The Meta Pixel is automatically triggered when someone visits a website with it installed. If they’re logged into Facebook (and not using a browser that protects against third-party tracking), it sends information about who they are and what they do on the site to Facebook. (Even if they’re not logged in, Facebook has other ways of attempting to glean information about visitors through the Meta Pixel). What information is sent to Facebook is controlled by the website operator, and this is where the HIPAA troubles start.
As part of The Markup’s Pixel Hunt investigation into Facebook ad tracking, it tested the websites of Newsweek’s top 100 US hospitals for 2022. It found the Meta Pixel installed on 33 of them, and all of them sent sensitive data to Facebook, including identifying information such as a visitor’s IP address, and when they attempted to schedule an appointment.

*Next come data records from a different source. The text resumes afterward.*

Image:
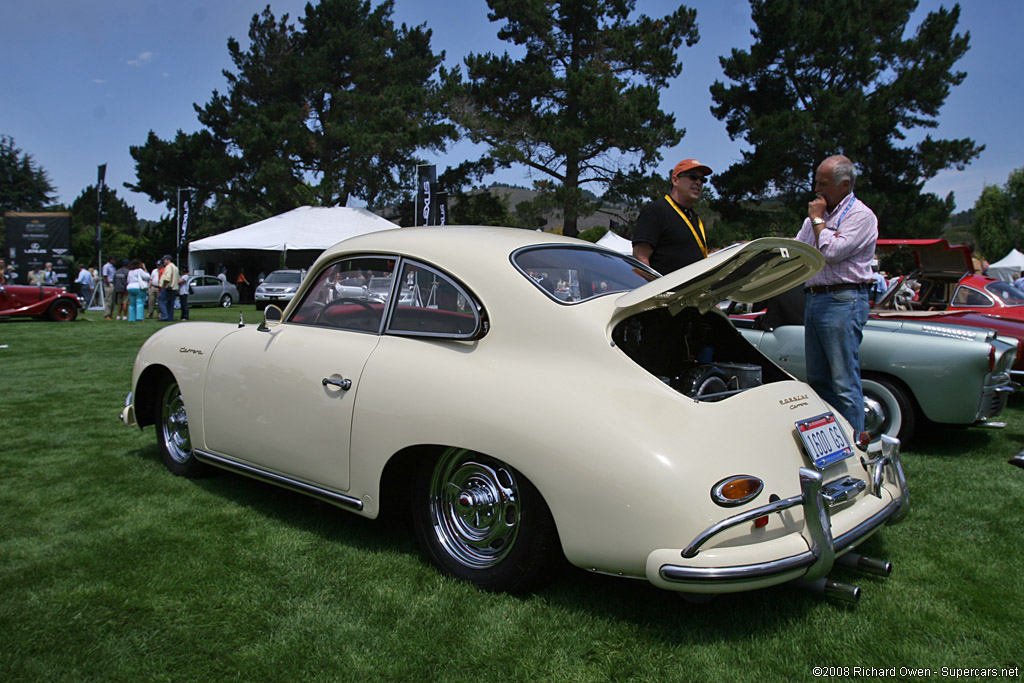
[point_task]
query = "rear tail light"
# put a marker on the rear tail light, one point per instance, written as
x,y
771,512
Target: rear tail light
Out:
x,y
736,489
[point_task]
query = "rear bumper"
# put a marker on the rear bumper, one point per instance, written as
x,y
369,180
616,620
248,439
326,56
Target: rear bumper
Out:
x,y
818,548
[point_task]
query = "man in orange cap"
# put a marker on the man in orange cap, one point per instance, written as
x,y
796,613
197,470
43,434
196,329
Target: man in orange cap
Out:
x,y
669,235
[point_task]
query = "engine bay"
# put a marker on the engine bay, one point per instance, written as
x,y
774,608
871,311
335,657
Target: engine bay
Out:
x,y
700,355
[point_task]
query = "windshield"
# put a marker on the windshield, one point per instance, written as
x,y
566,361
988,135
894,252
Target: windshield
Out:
x,y
571,274
292,276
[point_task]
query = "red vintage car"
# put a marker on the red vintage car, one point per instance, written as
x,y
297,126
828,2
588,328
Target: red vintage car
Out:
x,y
55,303
951,292
948,282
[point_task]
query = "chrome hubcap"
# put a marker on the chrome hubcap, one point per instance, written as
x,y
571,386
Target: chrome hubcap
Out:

“On the website of University Hospitals Cleveland Medical Center, for example, clicking the ‘Schedule Online’ button on a doctor’s page prompted the Meta Pixel to send Facebook the text of the button, the doctor’s name, and the search term we used to find her: ‘pregnancy termination,’” The Markup reported.

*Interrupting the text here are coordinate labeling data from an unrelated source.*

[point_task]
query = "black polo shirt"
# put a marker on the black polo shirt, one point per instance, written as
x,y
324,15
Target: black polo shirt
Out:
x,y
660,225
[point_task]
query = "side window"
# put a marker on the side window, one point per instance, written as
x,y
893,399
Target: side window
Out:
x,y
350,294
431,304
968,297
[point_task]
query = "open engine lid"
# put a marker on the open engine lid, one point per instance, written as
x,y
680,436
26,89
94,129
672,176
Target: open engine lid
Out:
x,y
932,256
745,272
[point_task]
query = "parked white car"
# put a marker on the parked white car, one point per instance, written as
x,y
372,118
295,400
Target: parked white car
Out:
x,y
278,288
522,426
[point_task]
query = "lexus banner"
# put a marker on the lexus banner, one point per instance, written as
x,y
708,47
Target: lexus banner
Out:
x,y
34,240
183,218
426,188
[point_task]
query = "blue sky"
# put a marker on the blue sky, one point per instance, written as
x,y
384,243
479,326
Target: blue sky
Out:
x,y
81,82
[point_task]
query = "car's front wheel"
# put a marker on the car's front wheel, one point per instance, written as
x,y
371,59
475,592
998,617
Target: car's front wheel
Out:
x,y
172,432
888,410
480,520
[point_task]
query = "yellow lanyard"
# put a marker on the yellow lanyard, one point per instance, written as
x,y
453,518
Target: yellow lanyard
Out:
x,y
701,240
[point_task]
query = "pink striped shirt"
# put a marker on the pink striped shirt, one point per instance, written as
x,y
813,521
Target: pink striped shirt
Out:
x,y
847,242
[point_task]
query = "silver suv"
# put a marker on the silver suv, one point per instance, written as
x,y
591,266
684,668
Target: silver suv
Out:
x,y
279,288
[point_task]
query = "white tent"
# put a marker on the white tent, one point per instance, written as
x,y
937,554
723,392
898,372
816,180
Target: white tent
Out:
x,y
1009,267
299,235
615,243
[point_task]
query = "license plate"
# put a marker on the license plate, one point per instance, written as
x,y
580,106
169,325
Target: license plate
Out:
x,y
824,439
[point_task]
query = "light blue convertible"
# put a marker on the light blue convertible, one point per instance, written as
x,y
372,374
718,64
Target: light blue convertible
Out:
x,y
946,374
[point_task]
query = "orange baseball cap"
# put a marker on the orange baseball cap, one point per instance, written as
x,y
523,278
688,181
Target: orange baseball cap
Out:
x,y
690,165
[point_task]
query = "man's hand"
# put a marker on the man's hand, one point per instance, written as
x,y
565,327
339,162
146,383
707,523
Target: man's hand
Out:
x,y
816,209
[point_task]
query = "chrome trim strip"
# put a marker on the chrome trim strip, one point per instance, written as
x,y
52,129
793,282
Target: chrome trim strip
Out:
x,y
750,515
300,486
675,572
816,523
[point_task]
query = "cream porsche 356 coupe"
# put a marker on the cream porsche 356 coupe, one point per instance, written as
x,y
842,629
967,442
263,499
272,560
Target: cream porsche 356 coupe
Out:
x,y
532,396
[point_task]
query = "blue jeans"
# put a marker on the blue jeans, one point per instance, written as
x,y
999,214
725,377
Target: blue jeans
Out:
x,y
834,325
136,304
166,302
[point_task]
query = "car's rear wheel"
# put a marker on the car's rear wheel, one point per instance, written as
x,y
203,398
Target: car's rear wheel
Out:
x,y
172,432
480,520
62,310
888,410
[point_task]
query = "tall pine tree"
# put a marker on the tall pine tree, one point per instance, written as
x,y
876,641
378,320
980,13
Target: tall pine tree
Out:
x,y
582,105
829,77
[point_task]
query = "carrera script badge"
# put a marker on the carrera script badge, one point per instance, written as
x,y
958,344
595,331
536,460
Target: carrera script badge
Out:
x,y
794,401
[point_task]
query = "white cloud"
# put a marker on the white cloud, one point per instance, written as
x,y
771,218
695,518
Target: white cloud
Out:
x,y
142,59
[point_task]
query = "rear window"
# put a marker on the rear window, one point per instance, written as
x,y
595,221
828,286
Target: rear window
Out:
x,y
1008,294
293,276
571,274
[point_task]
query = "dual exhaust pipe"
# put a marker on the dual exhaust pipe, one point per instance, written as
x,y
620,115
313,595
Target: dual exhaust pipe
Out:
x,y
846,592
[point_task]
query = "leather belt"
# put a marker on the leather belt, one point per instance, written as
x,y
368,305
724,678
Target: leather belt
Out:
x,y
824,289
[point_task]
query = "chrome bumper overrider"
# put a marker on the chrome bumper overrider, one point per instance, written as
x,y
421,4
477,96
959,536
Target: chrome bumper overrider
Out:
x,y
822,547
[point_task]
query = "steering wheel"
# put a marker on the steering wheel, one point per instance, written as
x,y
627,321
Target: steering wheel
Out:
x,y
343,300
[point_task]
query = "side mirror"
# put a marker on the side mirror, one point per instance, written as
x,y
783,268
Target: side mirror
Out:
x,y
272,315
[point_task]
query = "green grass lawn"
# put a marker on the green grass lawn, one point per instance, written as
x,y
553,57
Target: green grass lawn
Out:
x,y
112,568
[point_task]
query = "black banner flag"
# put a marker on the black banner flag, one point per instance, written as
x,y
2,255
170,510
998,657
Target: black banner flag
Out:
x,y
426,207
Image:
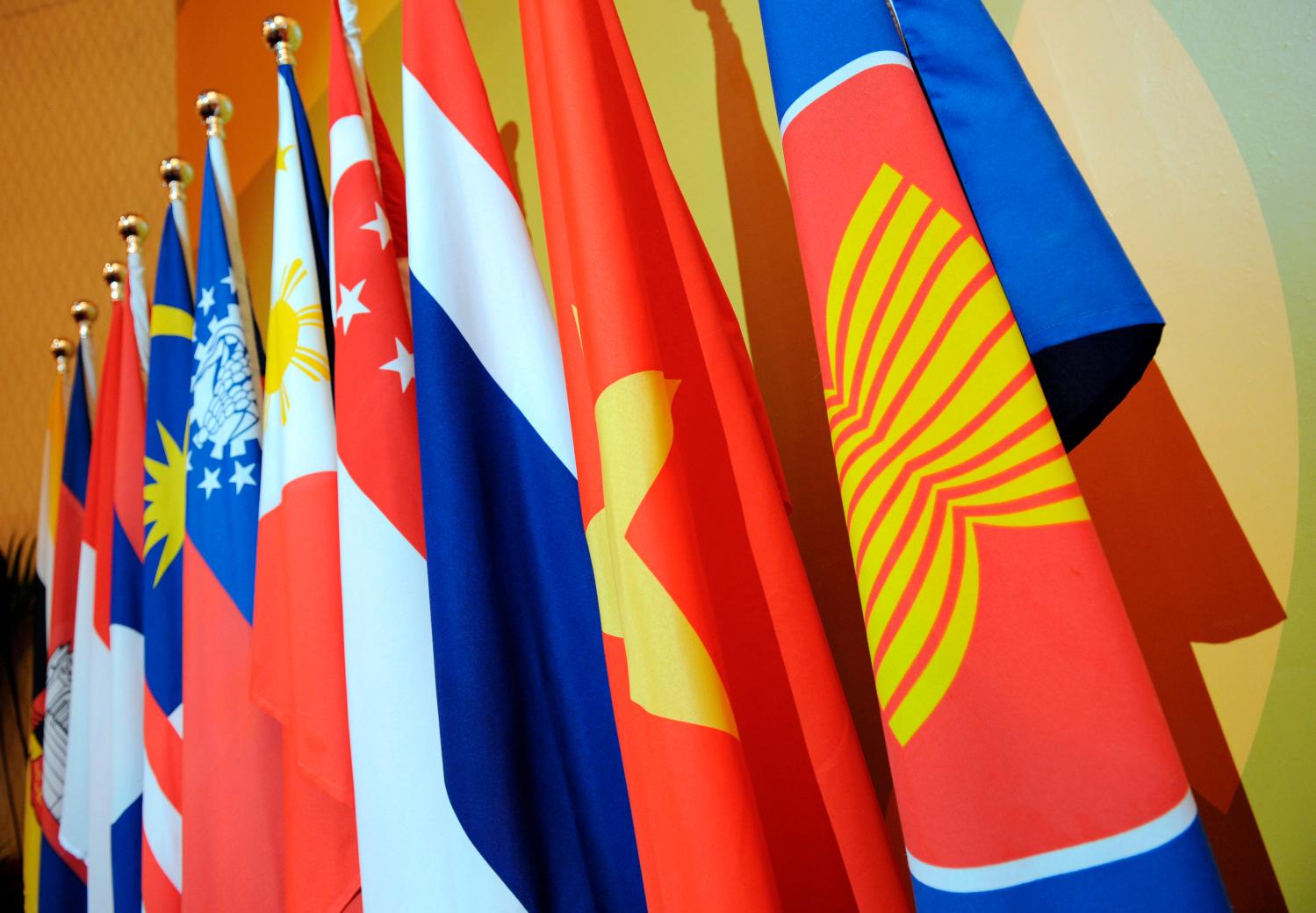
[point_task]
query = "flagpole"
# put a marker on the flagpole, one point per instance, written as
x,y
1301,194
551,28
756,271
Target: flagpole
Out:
x,y
176,174
84,314
133,229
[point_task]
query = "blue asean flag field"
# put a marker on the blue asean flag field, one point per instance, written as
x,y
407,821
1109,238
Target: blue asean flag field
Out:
x,y
1031,759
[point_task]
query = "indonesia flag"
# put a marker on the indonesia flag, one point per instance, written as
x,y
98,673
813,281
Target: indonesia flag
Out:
x,y
162,586
298,669
102,816
537,813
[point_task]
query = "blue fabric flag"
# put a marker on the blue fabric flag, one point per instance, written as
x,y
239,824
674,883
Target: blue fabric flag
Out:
x,y
1086,317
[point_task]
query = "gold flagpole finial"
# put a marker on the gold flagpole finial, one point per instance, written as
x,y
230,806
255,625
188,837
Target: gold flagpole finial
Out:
x,y
115,274
61,350
84,314
176,176
215,110
132,229
284,36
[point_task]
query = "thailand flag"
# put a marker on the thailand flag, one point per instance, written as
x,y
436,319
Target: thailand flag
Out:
x,y
232,789
63,876
102,817
162,583
298,654
538,810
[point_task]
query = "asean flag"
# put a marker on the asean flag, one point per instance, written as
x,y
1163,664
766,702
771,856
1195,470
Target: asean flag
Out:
x,y
1032,763
746,780
298,659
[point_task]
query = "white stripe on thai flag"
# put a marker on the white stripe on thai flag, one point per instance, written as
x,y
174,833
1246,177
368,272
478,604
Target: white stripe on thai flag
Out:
x,y
527,363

For seven hospitals, the situation was even worse. The Meta Pixel wasn’t just installed on the public facing web pages, but also on the password-protected patient portals. For five of those websites, it documented real patient data—provided by volunteers who signed up to help the Pixel Hunt investigation using Mozilla’s ad-tracker tracking Rally plugin—being sent to Facebook. Some of that information included “the names of patients’ medications, descriptions of their allergic reactions, and details about their upcoming doctor’s appointments.”
According to The Markup, “former regulators, health data security experts, and privacy advocates” all expressed concern that the hospitals using the Meta Pixel on their patient portals may have violated HIPAA regulations. David Holtzman, a health privacy consultant who has previously served as a senior privacy adviser for the US government agency that enforces HIPAA, told The Markup that while he couldn’t say for certain, “it is quite likely a HIPAA violation.”
It’s important to note that Facebook itself is not subject to HIPAA as it is not a healthcare provider. Still, there is cause for legitimate scrutiny of how Meta handles sensitive data. Following a report inThe Wall Street Journal and a New York Department of Financial Services investigation in 2019, Meta said it was introducing a tool to automatically filter out sensitive medical data sent by websites through the Meta Pixel. However, according to previous reporting byThe Markup and leaked Facebook internal documents, it is unlikely that the tool is 100 percent effective at filtering out sensitive medical data.
Medical providers, on the other hand, are bound by HIPAA. They are not supposed to share data with third-parties without express consent from the patient in question. From The Markup’s reporting, it seems unlikely that any of the hospitals obtained that.
While the majority of hospitals documented by The Markup’s investigation removed the Meta Pixel from their patient portals after they were contacted (and some also removed it from their public websites), their past actions set the stage for these two lawsuits.
As well as Meta, one of the lawsuits names University of California San Francisco and Dignity Health patient portals as defendants. Apparently, a patient claims her medical information was sent to Facebook where she was then served targeted ads relating to her heart and knee conditions. The other suit doesn’t name any other defendants, but claims at least 664 healthcare providers have sent medical data to Meta.
We won’t know whether either case will become a class action or even proceed for a while yet, but it’s another bad story for Meta—which really can’t seem to catch a break.